No. 340. Golden Goblet with one handle. Sepulchre IV. Size 5:6, about.


No. 341.

A Golden Wine-Flagon (οἰνοχόη). Sepulchre IV. Size 7:10.

CURIOUS GOLDEN GOBLETS.

There were further found with the five bodies of this sepulchre nine vessels of gold; the first (No. 339) being a large massive golden goblet with two handles, and, therefore, an Homeric δέπας ἀμφικύπελλον; it has no ornamentation. The two golden goblets, one of which is shown (No. 340), are, as Professor A. Rousopoulos observed to me, of the pattern called in Greek αὐλακωτά ("furrowed"), each of them being encircled by nine parallel furrows; each has only one handle.
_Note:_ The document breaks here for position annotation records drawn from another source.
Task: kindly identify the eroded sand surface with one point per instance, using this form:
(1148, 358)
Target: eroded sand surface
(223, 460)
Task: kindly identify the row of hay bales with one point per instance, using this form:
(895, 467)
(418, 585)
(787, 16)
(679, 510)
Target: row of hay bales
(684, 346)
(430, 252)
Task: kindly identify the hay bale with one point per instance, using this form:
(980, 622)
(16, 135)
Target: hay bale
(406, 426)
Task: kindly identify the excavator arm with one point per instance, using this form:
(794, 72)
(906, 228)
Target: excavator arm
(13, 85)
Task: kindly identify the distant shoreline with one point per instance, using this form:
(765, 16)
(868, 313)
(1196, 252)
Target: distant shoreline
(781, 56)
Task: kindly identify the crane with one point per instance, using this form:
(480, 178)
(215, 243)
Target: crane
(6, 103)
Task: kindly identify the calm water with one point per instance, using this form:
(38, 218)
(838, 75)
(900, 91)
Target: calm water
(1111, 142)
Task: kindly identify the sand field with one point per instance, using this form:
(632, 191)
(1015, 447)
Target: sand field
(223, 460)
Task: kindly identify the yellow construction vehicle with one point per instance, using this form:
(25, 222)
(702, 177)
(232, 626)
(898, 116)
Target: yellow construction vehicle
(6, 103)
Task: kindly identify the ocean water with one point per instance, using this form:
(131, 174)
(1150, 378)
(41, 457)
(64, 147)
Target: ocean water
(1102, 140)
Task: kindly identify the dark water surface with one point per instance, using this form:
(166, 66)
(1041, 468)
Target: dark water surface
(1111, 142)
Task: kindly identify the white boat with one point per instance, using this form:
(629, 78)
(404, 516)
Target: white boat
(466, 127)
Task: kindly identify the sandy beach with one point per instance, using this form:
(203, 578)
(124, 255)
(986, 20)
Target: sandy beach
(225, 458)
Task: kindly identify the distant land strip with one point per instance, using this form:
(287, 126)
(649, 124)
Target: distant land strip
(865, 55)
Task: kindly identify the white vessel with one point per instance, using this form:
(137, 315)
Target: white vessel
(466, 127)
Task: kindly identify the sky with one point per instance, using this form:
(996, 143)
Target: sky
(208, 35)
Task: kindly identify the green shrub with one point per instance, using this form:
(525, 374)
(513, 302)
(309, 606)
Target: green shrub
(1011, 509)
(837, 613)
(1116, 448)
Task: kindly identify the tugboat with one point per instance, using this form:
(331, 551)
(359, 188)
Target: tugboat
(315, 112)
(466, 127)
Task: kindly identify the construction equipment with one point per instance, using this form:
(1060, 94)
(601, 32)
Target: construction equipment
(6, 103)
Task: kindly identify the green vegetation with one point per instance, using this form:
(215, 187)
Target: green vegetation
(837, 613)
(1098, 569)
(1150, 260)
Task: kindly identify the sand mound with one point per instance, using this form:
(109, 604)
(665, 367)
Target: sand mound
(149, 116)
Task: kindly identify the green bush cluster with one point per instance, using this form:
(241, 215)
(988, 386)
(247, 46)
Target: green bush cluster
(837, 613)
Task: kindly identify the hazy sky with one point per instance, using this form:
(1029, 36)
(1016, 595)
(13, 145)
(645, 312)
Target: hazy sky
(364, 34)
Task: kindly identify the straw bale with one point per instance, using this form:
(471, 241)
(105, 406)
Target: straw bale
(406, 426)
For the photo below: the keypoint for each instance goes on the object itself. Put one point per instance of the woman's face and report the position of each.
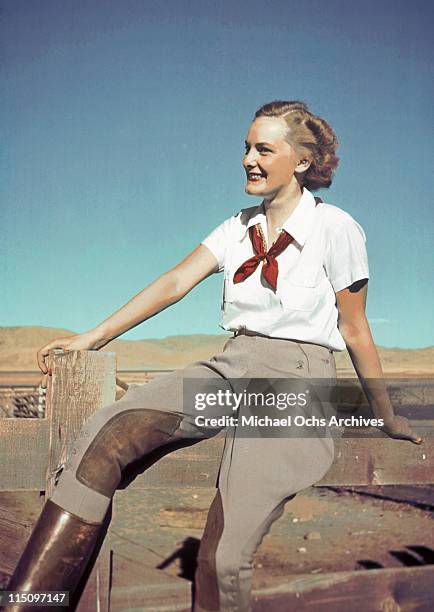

Another gold vessel (No. 341) found in this sepulchre, is a beautiful œnochoë, with a large handle, and decorated in repoussé work, with three parallel horizontal rows of spirals, united with each other and forming an interwoven ornamentation, which fills the whole body of the flagon with a net-work, and which, as Dr. Schlie remarked to me regarding the perfectly similar spiral net-work on the sepulchral stêlé (No. 140)[312] is in principle the same as the filling up with frets or spirals combined horizontally and vertically. The foot of the œnochoë is ornamented with small slanting strokes. I also found a gold goblet with one handle (No. 342), the body of which is encircled with a broad band of a plain ornamentation in repoussé work, resembling blades of knives. Further, a plain massive golden goblet of a new shape (No. 343) having one handle, which, like all the other handles, is fastened to the vessel with gold nails with broad convex heads, which can be seen on the inner side of the rim. If we take away the handle, this goblet resembles our present water-glasses, but its cup is larger and its foot smaller.

No. 342. A Golden Cup. Sepulchre IV. Size 4:5.